Linear regression with combined L1 and L2 regularizer

$$
J(\theta) = \frac{1}{2}\sum_{i=1}^m(h_\theta(x^{(i)}) - y^{(i)})^2 + \alpha \sum_{j=1}^n |\theta_k| + (1 - \alpha) \sum_{k=1}^n \theta_j^2
$$



In [6]:
from sklearn.linear_model import ElasticNet
#i set tol to be low since it is eating my pc....
model = make_pipeline(PolynomialFeatures(), 
                      ElasticNet(normalize=True))
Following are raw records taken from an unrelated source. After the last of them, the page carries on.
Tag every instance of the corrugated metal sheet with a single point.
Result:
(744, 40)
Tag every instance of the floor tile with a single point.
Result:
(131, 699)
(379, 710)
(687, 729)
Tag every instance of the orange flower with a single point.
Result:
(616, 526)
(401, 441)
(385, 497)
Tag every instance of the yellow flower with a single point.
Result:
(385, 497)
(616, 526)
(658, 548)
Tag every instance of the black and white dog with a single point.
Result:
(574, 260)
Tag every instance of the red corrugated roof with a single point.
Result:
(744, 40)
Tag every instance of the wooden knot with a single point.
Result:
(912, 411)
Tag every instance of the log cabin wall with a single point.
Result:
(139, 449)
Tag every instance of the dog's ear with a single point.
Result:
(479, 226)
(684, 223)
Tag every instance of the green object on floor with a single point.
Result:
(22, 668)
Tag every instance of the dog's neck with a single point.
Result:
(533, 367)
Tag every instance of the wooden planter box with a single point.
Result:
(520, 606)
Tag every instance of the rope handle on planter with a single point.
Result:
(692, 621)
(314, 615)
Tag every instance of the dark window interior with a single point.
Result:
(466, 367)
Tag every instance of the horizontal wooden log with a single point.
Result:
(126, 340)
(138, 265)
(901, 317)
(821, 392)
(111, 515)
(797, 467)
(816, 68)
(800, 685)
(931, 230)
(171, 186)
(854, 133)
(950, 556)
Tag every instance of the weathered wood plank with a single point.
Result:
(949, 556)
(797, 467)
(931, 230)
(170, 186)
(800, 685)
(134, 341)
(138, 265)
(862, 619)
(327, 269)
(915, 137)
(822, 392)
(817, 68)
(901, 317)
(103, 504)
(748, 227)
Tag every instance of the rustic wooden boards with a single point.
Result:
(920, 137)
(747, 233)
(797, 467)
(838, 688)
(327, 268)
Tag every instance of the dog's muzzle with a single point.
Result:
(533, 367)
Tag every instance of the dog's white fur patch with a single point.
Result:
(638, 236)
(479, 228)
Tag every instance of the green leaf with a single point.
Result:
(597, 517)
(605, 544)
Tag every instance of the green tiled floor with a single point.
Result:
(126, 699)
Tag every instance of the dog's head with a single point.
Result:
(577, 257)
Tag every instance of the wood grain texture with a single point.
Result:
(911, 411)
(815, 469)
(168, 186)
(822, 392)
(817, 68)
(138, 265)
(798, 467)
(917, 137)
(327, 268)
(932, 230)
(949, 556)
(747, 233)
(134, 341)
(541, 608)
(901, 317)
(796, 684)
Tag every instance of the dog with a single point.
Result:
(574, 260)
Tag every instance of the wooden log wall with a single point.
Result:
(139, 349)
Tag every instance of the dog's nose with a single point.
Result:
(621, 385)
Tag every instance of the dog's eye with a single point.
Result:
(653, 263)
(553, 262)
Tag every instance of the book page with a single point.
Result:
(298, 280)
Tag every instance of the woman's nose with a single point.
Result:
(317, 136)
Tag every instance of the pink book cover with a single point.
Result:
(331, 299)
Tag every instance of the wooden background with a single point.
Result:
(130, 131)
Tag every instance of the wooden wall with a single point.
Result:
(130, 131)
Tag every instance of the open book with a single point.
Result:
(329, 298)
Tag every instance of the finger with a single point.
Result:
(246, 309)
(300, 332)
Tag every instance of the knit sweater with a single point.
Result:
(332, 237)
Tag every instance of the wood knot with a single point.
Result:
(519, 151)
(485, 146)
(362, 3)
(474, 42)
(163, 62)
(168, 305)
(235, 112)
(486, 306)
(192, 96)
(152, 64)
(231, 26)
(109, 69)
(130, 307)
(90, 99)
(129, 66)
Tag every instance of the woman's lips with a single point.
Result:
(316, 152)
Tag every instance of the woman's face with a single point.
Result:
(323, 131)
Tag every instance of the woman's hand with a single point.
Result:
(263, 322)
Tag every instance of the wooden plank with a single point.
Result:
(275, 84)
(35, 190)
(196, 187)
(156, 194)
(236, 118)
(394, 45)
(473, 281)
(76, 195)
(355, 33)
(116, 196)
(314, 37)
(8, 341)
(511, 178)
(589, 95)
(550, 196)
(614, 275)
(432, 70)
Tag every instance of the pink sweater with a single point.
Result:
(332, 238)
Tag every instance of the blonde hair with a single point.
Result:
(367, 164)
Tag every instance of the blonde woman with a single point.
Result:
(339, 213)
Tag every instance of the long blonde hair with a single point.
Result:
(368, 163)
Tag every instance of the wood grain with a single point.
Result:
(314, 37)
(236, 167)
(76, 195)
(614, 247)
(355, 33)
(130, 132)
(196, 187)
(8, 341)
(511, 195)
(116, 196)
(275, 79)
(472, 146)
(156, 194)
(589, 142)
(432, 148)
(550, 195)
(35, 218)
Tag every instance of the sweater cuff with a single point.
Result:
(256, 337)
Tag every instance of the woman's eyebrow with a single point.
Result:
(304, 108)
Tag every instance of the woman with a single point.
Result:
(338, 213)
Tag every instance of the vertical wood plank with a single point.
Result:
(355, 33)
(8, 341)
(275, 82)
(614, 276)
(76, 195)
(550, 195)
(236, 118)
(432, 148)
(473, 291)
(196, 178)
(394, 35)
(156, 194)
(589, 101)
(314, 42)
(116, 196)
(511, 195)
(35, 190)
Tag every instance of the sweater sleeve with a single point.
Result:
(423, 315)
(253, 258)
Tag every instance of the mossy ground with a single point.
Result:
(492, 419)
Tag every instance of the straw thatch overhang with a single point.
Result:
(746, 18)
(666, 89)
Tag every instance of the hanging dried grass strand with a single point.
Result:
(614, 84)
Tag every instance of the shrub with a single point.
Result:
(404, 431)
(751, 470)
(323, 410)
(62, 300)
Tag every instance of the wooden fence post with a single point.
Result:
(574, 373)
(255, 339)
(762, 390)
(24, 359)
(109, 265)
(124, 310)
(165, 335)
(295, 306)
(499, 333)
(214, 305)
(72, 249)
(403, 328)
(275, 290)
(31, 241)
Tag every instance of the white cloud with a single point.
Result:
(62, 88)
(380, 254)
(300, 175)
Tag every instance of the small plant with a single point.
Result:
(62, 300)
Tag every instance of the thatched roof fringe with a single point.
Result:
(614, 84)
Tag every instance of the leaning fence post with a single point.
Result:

#note that sklearn has two parameters, alpha and l1_ratio, for the complete equation, refer to the doc
params_Elasticnet = {'polynomialfeatures__degree': np.arange(1, 10),
                'elasticnet__alpha': np.logspace(-1, -4, 10),
                "elasticnet__l1_ratio": np.linspace(0, 1, 5)}

### Ridge or Lasso or Elastic net??

Regularization should be ALMOST ALWAYS used, since these techniques reduces overfitting.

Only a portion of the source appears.